Pidge, Hunk, Shiro, and Allura sit in the water, eating spiked sorbet, watching their breath swirl in tiny clouds in the night air, making small conversation and listening to faint [music](https://www.youtube.com/watch?v=r4l9bFqgMaQ). Keith sits on the edge of the opposite side of the pool, feet kicking slowly in the pool water, as he ate.

"I love you guys," Pidge says to them, her voice slightly slurring. Her newly dyed hair is in two tiny pigtails, almost purple under neon blue lights.

_"I'm telling you Allura, the chlorine will fuck up my hair. I just dyed it."_

_"Nah, it won't."_

_"Fucked up just like your pancakes."_

_"SHUSH. JUST TIE IT UP THEN."_

"Do we love you back Pidge? Scientists cannot figure it out," Allura scoops sorbet into her mouth, still slightly bitter about her "pancakes."

Pidge, obviously tipsy, sticks out her stained neon pink tongue out halfheartedly.

"I love y'all too," Keith slurs, watching the light from the pool ripple as he kicks his feet. "This has been so fun, I do not want to go back to school."

"Hey guys, finally found my swimsuit," Lance shouts loudly over from the back door, carefully lighting a joint in his fingers and letting the door swing shut behind him. He tosses the lighter onto the ground and presses the joint to his lips, taking a long drag and forcefully blowing the smoke into the cool air. "It was under the bed," he steps through the smoke and sees a figure idly kicking his legs in waving water. "Keith!"

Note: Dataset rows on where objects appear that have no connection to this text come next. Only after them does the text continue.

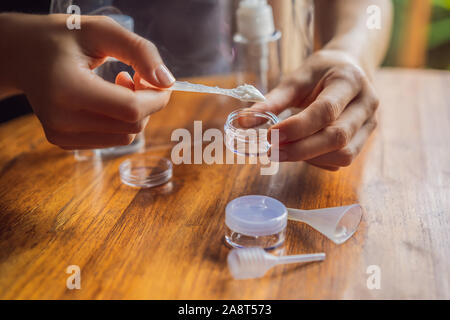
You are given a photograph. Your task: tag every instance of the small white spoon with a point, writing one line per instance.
(245, 93)
(249, 263)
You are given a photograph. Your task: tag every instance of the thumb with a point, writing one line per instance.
(107, 38)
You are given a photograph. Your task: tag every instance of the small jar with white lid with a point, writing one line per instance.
(255, 221)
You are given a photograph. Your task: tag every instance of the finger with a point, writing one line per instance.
(124, 79)
(88, 140)
(345, 156)
(128, 47)
(286, 95)
(91, 93)
(337, 93)
(332, 138)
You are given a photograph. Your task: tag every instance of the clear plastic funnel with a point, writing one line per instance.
(337, 224)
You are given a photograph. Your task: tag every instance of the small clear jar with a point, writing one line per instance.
(145, 171)
(246, 131)
(255, 221)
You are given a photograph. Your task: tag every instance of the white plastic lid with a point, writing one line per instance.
(256, 216)
(255, 19)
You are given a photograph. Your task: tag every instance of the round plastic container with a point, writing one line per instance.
(246, 131)
(255, 221)
(144, 171)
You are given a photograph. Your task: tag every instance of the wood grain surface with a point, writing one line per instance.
(167, 242)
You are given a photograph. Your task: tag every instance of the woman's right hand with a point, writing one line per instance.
(54, 66)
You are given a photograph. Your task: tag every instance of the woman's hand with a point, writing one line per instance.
(53, 67)
(338, 105)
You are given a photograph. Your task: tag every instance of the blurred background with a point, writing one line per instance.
(421, 34)
(420, 38)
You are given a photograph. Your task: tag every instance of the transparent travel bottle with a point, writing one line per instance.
(257, 45)
(108, 71)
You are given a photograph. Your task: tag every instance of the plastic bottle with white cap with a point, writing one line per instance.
(257, 45)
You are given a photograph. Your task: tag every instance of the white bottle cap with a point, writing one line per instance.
(255, 19)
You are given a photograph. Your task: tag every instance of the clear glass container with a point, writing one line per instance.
(246, 131)
(146, 171)
(255, 221)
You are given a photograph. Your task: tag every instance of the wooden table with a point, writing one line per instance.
(167, 243)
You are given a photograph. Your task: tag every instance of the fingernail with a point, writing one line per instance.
(277, 155)
(164, 76)
(145, 83)
(128, 75)
(281, 137)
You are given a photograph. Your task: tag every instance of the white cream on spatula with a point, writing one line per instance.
(246, 92)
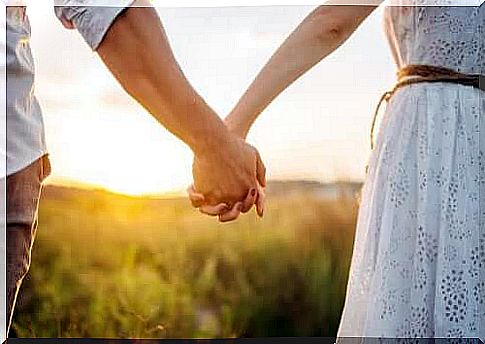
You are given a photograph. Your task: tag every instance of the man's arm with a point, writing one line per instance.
(136, 50)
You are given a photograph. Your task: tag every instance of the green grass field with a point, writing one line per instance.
(106, 265)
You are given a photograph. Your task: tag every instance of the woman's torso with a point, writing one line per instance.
(446, 36)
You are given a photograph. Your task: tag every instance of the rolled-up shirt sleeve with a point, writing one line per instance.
(92, 21)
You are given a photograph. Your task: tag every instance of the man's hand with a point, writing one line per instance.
(229, 174)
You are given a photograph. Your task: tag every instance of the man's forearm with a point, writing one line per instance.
(137, 52)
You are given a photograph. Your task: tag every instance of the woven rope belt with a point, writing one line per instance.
(415, 74)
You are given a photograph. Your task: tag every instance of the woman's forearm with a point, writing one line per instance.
(320, 33)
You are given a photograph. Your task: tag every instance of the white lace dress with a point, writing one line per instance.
(418, 268)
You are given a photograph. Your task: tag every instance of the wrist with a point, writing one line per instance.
(211, 140)
(236, 127)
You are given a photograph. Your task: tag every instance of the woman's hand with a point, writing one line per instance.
(225, 210)
(222, 210)
(227, 179)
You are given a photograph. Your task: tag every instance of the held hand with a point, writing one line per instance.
(228, 175)
(222, 210)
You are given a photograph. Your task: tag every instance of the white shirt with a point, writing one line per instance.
(25, 137)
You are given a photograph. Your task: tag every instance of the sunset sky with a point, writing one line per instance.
(317, 129)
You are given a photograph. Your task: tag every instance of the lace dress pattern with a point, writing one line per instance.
(418, 267)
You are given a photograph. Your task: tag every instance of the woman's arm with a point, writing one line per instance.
(320, 33)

At the sound of his name, Keith turns around, and when he sees who it is, a large smile adorns his face, his vaguely crooked teeth peeking out of his lips. He lifts himself out of the water slowly and meanders to Lance, bare feet tripping on the cold pavement, heart pounding.

_________

"God they both are so drunk." Hunk asides to Pidge. "Recipe for disaster."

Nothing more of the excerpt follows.